A plurality of substrate suction members 20 are provided on each holding table 10 corresponding to a predetermined position in the opening of the substrate holder 1, for example, a central portion. Further, each support 10 is provided with a plurality of support pins 30.
2A and 2B are configuration diagrams showing attachment of the substrate suction member 20 and the support pins 30 to the holding table 10, FIG. 2A is a configuration diagram viewed from above, and FIG. 2B is a side view. The substrate suction member 20 and the support pins 30 are held at a predetermined interval between the two holding plates 10a and 10b. A suction tube 21 is connected to each substrate suction member 20. The suction tube 21 is disposed between the two holding plates 10a and 10b. The suction tube 21 is formed of, for example, a light transmissive material. It is preferable that the bottom surfaces of the two holding plates 10a and 10b are formed of a light transmitting member.
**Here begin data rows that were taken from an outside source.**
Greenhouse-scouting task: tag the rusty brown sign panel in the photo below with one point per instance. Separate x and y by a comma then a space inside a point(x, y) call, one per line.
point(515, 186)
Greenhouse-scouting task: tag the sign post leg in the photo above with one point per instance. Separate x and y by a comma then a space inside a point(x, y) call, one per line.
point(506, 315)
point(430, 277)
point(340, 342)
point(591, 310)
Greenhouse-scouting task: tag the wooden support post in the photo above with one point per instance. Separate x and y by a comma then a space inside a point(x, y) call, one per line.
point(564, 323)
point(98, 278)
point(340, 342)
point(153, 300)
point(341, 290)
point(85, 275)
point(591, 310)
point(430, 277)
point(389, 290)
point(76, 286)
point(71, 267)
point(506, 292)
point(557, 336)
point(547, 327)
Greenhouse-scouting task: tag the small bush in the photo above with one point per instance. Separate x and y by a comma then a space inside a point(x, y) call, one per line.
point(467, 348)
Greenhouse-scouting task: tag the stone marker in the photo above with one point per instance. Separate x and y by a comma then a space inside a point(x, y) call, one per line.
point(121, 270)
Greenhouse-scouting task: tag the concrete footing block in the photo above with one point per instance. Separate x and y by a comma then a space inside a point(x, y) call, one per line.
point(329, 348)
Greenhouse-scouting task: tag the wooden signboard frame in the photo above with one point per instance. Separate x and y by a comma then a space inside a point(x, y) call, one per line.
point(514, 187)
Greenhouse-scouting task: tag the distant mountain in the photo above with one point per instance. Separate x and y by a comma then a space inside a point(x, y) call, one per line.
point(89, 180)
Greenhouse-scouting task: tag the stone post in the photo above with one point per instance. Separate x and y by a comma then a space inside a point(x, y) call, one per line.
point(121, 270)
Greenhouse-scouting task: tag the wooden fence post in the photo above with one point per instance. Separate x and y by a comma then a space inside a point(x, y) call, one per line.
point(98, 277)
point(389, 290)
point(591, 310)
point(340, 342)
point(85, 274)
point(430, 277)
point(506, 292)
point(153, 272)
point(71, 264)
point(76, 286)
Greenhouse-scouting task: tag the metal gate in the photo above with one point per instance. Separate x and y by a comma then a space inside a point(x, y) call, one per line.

3A and 3B are configuration diagrams in which only the support pins 30 are attached to the holding table 10, FIG. 3A is a configuration diagram viewed from above, and FIG. 3B is a side view. A plurality of support pins 30 are held at predetermined intervals between the two holding plates 10a and 10b.
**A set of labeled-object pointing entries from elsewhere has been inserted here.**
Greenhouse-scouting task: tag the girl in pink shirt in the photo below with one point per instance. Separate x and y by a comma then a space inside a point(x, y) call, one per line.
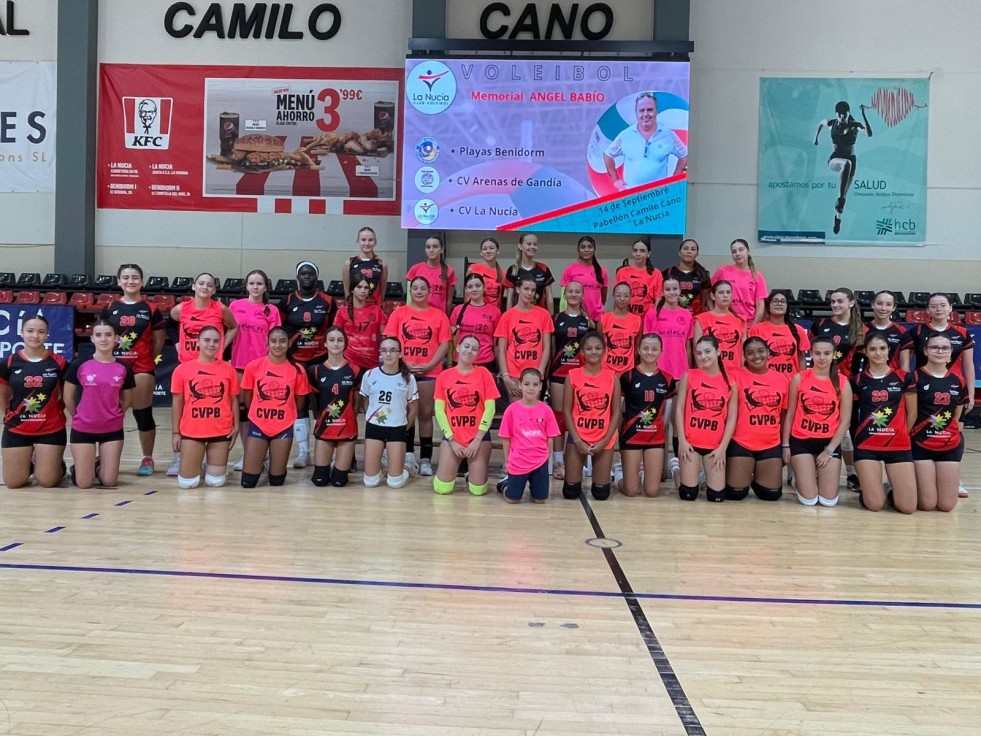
point(748, 285)
point(441, 278)
point(593, 277)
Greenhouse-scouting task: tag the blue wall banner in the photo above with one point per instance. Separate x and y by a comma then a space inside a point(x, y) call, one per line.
point(843, 160)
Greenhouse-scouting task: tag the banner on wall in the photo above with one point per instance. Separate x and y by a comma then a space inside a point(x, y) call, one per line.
point(249, 139)
point(843, 160)
point(27, 126)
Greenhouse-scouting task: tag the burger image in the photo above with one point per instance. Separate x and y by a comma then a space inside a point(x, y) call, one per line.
point(257, 152)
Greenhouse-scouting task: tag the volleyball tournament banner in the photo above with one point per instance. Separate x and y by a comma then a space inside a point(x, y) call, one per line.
point(61, 328)
point(562, 146)
point(249, 139)
point(27, 126)
point(843, 161)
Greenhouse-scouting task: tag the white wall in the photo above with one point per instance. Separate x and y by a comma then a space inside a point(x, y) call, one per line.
point(27, 235)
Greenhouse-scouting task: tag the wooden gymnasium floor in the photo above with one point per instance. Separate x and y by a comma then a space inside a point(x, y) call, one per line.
point(148, 610)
FIG. 4 is a sectional configuration diagram of the substrate suction member 20. The substrate holding member 22 is provided on the substrate suction member 20. A suction passage 23 is formed in the substrate holding shaft 22 in the axial direction. An adsorbing member 24 made of an elastic material is attached to the tip of the substrate holding shaft 22 so as not to come off. A suction hole 25 for communicating with the suction passage 23 is formed in the suction member 24. The suction member 24 is held at the distal end of the substrate holding shaft 22 by a detachment prevention ring 26. Further, a suction tube 21 is attached to a lower portion of the substrate suction member 20 by an attachment end 27. The suction tube 21 is connected to the suction passage 23 by being attached to the substrate suction member 20. Note that the suction tube 21 is connected to a suction pump P provided outside the substrate holder 1.
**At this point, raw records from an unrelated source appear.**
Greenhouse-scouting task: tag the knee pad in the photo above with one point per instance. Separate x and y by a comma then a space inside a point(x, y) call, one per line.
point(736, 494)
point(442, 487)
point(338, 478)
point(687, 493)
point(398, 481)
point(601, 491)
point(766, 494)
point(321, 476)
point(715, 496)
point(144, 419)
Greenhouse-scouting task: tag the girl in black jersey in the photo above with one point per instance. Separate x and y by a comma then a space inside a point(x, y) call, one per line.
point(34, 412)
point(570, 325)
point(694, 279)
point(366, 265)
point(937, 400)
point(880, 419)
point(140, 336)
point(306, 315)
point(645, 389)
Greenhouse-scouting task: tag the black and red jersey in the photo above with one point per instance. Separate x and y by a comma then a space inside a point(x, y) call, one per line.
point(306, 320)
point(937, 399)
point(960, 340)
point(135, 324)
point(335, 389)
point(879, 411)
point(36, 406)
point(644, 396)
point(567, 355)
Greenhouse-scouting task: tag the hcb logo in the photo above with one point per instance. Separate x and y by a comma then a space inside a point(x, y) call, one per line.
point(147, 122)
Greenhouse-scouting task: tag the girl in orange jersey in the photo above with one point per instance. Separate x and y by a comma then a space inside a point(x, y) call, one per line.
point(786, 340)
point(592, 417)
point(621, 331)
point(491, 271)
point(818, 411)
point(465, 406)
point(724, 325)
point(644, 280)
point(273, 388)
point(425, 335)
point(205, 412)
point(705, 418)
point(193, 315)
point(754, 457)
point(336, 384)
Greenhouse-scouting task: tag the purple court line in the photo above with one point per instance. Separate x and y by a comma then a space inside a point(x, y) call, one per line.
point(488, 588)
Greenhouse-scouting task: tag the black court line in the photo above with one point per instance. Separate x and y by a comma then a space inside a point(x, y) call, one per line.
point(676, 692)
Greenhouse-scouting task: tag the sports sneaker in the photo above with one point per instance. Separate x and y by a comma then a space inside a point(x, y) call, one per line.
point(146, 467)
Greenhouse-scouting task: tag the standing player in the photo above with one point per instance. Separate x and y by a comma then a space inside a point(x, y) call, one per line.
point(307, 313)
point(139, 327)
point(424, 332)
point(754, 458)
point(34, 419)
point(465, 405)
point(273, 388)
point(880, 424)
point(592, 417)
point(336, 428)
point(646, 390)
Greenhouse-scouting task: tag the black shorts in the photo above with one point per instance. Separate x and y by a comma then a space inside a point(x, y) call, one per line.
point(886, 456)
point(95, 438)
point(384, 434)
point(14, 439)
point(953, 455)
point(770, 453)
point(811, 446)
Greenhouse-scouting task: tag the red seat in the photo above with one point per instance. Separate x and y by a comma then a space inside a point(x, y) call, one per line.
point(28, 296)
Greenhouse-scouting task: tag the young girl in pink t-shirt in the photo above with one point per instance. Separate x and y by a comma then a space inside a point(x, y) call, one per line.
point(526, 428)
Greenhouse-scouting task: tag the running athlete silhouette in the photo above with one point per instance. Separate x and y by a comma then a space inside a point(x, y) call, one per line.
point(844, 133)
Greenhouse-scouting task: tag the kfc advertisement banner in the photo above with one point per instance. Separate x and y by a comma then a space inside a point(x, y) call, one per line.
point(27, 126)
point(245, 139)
FIG. 5 is a sectional configuration diagram of the support pin 30. The support pin 30 is provided with a columnar holding shaft 31. A recess 32 is formed at the tip of the holding shaft 31, and a ball 33 is rotatably provided in the recess 32. On the base side of the holding shaft 31, an abutment groove 35 for receiving the screw tightening of the fixing screw 34 and a clearance groove 37 for preventing the fixing screw 36 from abutting are formed. Further, a screw 31a is formed in the holding shaft 31 below the escape groove 37, and the holding shaft 3131 is screwed into a screw hole 38a formed in a lower portion of the holding bearing 38, and can be moved in the vertical direction (the direction of arrow A). It is provided in.
Therefore, the height of the support pin 30 is adjusted by moving the holding shaft 31 from the bottom opening of the holding bearing 38 in the direction of arrow A while rotating the holding shaft 31 with a screwdriver, adjusting the height position, and then tightening the fixing screw 34. The fixing is performed by fixing the holding shaft 31 to the holding bearing 38.
In the lower part of the holding bearing 38, flat portions 39 and 40 for receiving the two holding plates 10a and 10b are formed on both sides. The holding bearing 38 is formed with screw holes 41 and 42 for passing the fixing screws 34 and 36, respectively.
The support pin 30 having such a structure can be attached to and detached from the two holding plates 10a and 10b by loosening the fixing screw 36, and can be supported only by rotating the holding shaft 31. The height of the pin 30 can be adjusted.
Next, height adjustment of the plurality of substrate suction members 20 and the plurality of support pins 30 provided on the substrate holder 1 will be described with reference to FIG.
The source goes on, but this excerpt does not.